Collaborative Parenting Plans: Extraordinary Burden for Modification

Collaborative Parenting Plans. Extraordinary Burden for Modification. Men standing near red crane hauling large heavy circular object.

In Florida, parents face an extraordinary burden for modification of a parenting plan. This burden is called the “substantial change in circumstances” test. The test for modification applies unless the initial final judgment provides otherwise.

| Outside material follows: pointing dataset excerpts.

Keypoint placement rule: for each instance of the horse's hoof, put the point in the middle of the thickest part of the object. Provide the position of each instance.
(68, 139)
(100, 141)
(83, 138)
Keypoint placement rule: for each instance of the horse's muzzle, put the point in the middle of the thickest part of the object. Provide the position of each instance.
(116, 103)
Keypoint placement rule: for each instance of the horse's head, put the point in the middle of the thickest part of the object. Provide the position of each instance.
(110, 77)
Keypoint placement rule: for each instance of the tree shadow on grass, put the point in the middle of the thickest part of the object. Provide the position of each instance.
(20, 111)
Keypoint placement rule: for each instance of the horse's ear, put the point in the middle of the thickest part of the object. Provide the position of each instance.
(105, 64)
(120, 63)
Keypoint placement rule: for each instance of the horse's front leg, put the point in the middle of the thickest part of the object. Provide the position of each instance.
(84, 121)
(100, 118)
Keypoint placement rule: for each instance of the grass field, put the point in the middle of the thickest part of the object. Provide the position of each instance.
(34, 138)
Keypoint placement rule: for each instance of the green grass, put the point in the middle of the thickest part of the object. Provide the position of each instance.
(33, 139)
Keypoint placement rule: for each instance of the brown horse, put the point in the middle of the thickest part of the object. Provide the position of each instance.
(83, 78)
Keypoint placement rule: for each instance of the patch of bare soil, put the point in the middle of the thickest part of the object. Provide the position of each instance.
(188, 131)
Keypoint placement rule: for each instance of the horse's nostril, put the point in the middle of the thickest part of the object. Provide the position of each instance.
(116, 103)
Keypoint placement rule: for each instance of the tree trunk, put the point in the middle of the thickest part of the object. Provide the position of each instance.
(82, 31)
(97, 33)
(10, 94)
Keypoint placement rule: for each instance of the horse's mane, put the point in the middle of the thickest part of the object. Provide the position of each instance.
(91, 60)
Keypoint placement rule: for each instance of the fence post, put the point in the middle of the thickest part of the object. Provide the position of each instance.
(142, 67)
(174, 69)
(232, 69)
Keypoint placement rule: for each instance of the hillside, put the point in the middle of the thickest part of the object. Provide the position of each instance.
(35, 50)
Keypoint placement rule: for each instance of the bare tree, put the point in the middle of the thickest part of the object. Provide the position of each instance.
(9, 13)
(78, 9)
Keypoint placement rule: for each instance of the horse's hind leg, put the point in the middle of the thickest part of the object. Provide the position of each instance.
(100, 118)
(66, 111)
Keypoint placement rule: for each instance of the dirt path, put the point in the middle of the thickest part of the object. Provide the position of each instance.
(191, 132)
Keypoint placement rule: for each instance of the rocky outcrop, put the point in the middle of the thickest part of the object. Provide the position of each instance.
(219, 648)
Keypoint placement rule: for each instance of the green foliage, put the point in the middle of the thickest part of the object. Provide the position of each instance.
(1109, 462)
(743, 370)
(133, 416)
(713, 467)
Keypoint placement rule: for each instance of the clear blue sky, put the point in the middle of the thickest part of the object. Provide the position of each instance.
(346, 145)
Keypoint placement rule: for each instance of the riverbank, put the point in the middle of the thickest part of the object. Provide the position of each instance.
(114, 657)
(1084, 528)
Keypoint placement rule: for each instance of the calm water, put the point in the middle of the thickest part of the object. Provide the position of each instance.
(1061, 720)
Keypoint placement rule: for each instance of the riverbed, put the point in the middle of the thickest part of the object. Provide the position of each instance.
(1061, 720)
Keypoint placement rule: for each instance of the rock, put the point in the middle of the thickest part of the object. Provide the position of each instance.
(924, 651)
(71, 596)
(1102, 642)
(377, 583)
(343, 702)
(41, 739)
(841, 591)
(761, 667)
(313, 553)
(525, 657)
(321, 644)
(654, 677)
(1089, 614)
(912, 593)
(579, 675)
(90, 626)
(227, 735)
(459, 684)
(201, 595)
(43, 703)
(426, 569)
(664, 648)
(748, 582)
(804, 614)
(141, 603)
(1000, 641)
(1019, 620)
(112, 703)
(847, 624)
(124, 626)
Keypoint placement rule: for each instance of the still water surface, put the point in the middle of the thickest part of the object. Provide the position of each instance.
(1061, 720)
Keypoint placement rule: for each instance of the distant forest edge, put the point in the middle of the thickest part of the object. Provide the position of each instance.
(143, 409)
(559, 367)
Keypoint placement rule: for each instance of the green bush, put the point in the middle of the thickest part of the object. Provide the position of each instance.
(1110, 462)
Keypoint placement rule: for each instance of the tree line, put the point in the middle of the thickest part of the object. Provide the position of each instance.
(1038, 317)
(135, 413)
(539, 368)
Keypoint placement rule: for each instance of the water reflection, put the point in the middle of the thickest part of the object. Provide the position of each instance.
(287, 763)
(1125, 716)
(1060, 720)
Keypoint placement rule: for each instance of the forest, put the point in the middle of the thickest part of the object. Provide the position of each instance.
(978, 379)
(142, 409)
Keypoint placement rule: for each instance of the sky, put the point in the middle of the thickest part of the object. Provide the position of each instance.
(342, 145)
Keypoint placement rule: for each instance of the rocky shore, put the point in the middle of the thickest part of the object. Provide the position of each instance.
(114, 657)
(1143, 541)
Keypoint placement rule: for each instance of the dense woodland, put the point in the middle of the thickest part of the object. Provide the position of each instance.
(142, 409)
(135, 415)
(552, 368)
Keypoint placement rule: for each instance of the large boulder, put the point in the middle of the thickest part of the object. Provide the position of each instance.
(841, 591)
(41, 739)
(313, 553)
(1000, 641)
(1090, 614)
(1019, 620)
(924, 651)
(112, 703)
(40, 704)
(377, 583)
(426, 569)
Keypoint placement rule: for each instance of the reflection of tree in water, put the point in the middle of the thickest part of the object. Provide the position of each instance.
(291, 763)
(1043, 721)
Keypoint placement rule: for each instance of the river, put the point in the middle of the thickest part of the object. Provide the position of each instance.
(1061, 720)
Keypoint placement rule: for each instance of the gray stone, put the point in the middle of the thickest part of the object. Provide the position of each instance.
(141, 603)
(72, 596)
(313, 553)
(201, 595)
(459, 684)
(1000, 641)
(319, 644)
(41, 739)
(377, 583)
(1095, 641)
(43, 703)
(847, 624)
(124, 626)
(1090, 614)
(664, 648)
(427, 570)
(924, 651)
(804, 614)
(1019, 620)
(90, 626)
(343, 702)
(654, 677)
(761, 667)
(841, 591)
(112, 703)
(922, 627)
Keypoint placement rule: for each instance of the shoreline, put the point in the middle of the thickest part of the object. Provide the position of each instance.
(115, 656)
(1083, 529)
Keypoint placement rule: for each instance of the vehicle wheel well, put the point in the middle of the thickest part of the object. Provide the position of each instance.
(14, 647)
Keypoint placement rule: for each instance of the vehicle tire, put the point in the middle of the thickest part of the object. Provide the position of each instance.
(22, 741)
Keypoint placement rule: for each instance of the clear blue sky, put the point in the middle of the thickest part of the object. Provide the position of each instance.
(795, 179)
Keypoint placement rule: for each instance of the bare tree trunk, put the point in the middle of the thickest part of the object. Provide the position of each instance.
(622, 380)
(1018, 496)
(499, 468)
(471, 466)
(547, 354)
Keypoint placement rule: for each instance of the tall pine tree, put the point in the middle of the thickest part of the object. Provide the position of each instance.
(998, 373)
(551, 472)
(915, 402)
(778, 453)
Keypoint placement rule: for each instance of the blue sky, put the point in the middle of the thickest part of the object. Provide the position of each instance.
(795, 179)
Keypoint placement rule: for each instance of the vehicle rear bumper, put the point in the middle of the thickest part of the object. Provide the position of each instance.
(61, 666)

In Wade v. Hirschman, 903 So.2d 928 (Fla. 2005), the Florida Supreme Court considered the issue of what test trial courts should use in modifying rotating custody agreements. The court concluded that unless otherwise provided in the final judgment, the two-part “substantial change” test used in Cooper v. Gress, 854 So.2d 262, 267 (Fla. 1st DCA 2003), applies to the post-dissolution modification of all custody agreements

The substantial change in circumstances test the Florida Supreme Court articulated in Wade v. Hirschman, 903 So. 2d 928 (Fla. 2005) applies to the modification of a divorce decree providing for the custody and care of a child.  Likewise, in paternity modifications, the substantial test applies. See, e.g., DMJ v. AJT, 190 So. 3d 1129 (Fla. 3d DCA 2016)George v. Lull, 181 So. 3d 538 (Fla. 4th DCA 2015)Gaston v. Kanter, 982 So. 2d 34 (Fla. 1st DCA 2008).

Courts have described the substantial change test as imposing an extraordinary burden for modification of parenting plans. See Hutchison v. Hutchison, 287 So. 3d 695 (Fla. 1st DCA 2019); Ragle v. Ragle, 82 So. 3d 109 (Fla. 1st DCA 2011) (quoting Boykin v. Boykin, 843 So. 2d 317 (Fla. 1st DCA 2003)). 

For Custody Modification, the Extraordinary Burden to Show a Substantial Change in Circumstances Extends to Settlement Agreements

A decree for purposes of the substantial change test includes both a decree that has incorporated a stipulated agreement concerning child custody and a decree awarding custody after an adversarial hearing. See Frazier v. Frazier, 109 Fla. 164, 147 So. 464 (1933).

This substantial change test requires the parent seeking modification of custody to show both that the circumstances have substantially, materially changed since the original custody determination and that the child’s best interests justify changing custody. Furthermore, the substantial change must be one not reasonably contemplated at the time of the original judgment. See Cooper, 854 So.2d at 265.

Final Judgments May Provide a Different Standard than the Extraordinary Burden for Modification Test

Wade v. Hirschman says the extraordinary burden for modification known as the substantial change test applies unless the judgment otherwise provides. See, e.g., Mooney v. Mooney, 729 So.2d 1015 (Fla. 1st DCA 1999) (mom and dad agreed that beginning of school would constitute a change in circumstances when they’d readdress custody); Greene v. Suhor, 783 So.2d 290 (Fla. 5th DCA 2001) (custody order provided that either parent could seek reconsideration of the custody issue when the child started school without showing a change in circumstances).

That exception gives parents opportunity to reach settlement agreements providing for a less burdensome standard for modification than the substantial change in circumstances test. See, for example, Walker v. Wallace, Case No. 4D22-1665 (Fla. 4th DCA February 8, 2023). In Wallace, dad travelled for work when the parties settled their divorce. However, once dad stoped traveling for work, the parents’ agreement said no substantial change in circumstances would need to be shown to increase his time with the kids. Instead, the parents agreed “it is in the best interests of the children” to spend more time with dad.

Parents may tap into their freedom and power to contract in the collaborative process to achieve creative solutions otherwise unavailable to a judge.